Past investigations suggest that quinine ototoxicity originates from the auditory periphery (Puel et al. 1990). Direct perfusion of quinine into the perilymph shifts the intensity function of the compound action potential (CAP) to the right. It also reduces cochlear microphonics (CM) and summating potential, while leaving the endocochlear potential intact (Puel et al. 1990). High doses of quinine (in the mM range) directly affect the mechanical tuning of the basilar membrane (Karlsson et al. 1991b) and the cupula of the fish lateral line (van Netten et al. 1994). It is also observed that the length of isolated outer hair cells (OHCs) is changed by quinine (Karlsson and Flock 1990).

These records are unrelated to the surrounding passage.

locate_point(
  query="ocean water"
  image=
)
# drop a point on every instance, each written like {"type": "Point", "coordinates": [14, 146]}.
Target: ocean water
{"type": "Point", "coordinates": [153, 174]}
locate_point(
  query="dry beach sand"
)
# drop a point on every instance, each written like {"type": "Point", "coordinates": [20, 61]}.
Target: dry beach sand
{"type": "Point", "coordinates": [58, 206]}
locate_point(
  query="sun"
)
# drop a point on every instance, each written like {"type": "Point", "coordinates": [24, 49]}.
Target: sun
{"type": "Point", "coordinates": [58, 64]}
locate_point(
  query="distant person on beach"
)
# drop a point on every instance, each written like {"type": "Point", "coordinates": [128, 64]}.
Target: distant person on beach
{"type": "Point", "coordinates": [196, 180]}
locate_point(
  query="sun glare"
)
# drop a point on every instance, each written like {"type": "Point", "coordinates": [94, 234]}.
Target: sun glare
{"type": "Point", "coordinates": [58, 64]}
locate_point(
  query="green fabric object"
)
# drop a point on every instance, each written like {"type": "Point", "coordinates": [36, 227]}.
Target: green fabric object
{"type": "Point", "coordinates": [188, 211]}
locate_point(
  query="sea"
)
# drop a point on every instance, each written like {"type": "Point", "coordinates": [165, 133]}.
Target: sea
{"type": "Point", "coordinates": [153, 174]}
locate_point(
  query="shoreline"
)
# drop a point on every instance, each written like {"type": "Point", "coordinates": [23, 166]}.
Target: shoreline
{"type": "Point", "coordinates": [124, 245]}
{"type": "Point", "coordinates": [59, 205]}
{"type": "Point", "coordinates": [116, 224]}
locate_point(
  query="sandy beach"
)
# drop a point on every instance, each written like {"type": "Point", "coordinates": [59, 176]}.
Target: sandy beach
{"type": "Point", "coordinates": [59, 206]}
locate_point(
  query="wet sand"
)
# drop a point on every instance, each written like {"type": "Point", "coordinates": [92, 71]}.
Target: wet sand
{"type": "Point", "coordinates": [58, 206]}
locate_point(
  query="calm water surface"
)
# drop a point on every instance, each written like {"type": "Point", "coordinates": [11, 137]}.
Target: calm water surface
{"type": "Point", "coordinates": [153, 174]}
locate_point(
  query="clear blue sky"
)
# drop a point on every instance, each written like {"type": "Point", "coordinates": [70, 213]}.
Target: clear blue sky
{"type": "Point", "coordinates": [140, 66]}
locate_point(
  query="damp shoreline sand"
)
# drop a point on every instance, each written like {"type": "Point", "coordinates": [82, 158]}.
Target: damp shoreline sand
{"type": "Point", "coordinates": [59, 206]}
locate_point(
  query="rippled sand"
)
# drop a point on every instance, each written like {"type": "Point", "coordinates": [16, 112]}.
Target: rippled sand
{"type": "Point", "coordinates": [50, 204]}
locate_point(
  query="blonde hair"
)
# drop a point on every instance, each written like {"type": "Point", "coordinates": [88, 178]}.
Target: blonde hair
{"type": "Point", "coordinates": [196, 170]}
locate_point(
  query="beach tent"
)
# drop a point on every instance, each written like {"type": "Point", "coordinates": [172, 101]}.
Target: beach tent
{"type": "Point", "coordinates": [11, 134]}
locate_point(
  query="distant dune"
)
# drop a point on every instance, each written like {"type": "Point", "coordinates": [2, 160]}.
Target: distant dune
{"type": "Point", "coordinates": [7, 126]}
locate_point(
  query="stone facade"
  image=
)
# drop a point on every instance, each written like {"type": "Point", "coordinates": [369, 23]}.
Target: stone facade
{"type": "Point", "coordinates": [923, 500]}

In guinea pigs exposed to quinine, vasoconstriction in the cochlear microcirculation has been observed (Smith et al. 1985). Because quinine induces tinnitus in human subjects (Jung et al. 1993; Wolf et al. 1992), it has also been used to construct an animal model of tinnitus (Jastreboff et al. 1991).
Several hypotheses have been proposed to explain quinine-induced ototoxicity, e.g., blocking action of the voltage-gated potassium channels of hair cells (HCs) (Jung et al. 1993; Puel et al. 1990; Wolf et al. 1992) based on reports that the drug inhibits various types of potassium channels in nonauditory cells (Fatherazi and Cook 1991; Glavinovic and Trifaro 1988), or damage to the subsurface cisternae in the OHCs (Karlsson and Flock 1990; Karlsson et al. 1991a). However, the cellular mechanism of quinine ototoxicity remains unclear. In this paper, the effect of quinine on the membrane of isolated spiral ganglion (SG) neurons in culture was examined by using the whole cell voltage-clamp technique (Hamill et al. 1981). Results indicated that increasing concentration of quinine affected the excitability of SG neurons by first broadening and then reducing the amplitude of action potentials. The resting membrane potential of the neurons, however, was not affected due to the voltage-dependent nature of the drug action. Results obtained from voltage-clamp experiments revealed that quinine blocked both potassium currents (IC50 around 10 μM) and sodium currents (IC50 around 85 μM), while leaving the calcium current relatively unaffected. The voltage-dependent nature of the drug action and the relatively low concentrations of quinine required to affect ion channels responsible for generating action potentials suggested that SG neurons may be the primary target of quinine's ototoxic effects. A neural signaling model based on how action-potential duration affects Ca2+ entry and transmitter release is presented in the discussion to explain quinine's ability to induce both hearing loss and tinnitus.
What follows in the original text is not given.